On reprend la voiture, cette fois 300 mètres d’un coup, presque jusqu’ au bout, par une suite de pistes dans un sable cendreux à moins qu’il ne s’agisse de cendres sableuses. Autour, des pierres de lave, des pierres de souffre, des roches légères, poreuses et grises, ou noir et carboniques.
Phénomène rare : le Paez sur le Ruiz.
Les filles folâtrent, c’est l’euphorie collective, on décroche les mâchoires, on béate, on écarquille, puis on carquille car le soleil brille, on fait la liste des synonymes de superbe.
Dernière étape : 4800
Sur un petit plat, je ne résiste pas a me photographier avec ces paysages fantastiques.

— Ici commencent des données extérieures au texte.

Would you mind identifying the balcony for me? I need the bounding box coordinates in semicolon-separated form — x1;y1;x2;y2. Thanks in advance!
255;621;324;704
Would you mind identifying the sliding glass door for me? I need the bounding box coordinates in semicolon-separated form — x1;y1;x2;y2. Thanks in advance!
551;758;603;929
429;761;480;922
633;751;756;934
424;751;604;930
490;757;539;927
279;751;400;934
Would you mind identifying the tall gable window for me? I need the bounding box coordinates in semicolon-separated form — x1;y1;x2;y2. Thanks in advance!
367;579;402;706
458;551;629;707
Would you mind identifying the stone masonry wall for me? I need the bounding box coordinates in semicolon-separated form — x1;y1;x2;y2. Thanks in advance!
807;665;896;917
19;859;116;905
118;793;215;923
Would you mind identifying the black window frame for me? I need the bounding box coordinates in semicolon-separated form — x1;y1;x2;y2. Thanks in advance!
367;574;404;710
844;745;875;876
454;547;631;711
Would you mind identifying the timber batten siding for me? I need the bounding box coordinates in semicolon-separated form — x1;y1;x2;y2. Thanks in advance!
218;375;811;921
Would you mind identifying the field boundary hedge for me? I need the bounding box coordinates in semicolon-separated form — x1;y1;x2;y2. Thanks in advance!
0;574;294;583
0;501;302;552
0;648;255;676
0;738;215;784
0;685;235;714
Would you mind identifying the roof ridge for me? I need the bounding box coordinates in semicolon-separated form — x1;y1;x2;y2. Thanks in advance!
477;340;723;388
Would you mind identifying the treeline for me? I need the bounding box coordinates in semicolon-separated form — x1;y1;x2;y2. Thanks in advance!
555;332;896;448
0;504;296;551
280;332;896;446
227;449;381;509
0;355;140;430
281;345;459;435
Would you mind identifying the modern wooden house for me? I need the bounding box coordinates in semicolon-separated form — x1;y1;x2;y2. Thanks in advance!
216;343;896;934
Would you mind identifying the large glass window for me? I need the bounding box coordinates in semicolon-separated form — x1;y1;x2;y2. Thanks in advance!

Au final, je marche, presque cours partout ou je peux autour de ce dernier refuge avant le sommet. Normalement, on marche jusqu'à 5100 mètres, mais le volcan a eu la bonne idée de se remettre en activité après un bon roupillon qui avait suivi sa fureur de 1985, du coup, impossible d’aller plus loin. J’enrage tant tout est beau et puissant autour, mais il existe plusieurs treks de l’autre côté du parc, plus sauvage. On croise un américain et un espagnol qui alpinent. Nous on a rien marche quasi, je sais, je vous vois venir (surtout de là-haut c’est plus facile), seulement quelques pas, lents, la conscience des pieds qui se lèvent, qui poussent l’air évanescent, qui se posent sans bruit, sans heurt. La respiration, en fait, ne s’étouffe pas tant qu’elle enivre, qu’elle emplit le crane, le corps. Tout est en douceur, les mots s’enchainent mal, on voit, on sent beaucoup, on oublie un peu de penser a autre chose qu’à l’indispensable. J’ai fait trois fois le tour de l’aire autorisée, je trottine vite fait pour sentir les réactions, c’est passionnant, c’est délicieusement dévastant, au soir je m’y vois encore quand je ferme les yeux. C’était pourtant peu. On reviendra.
Camyruiz, août 2011.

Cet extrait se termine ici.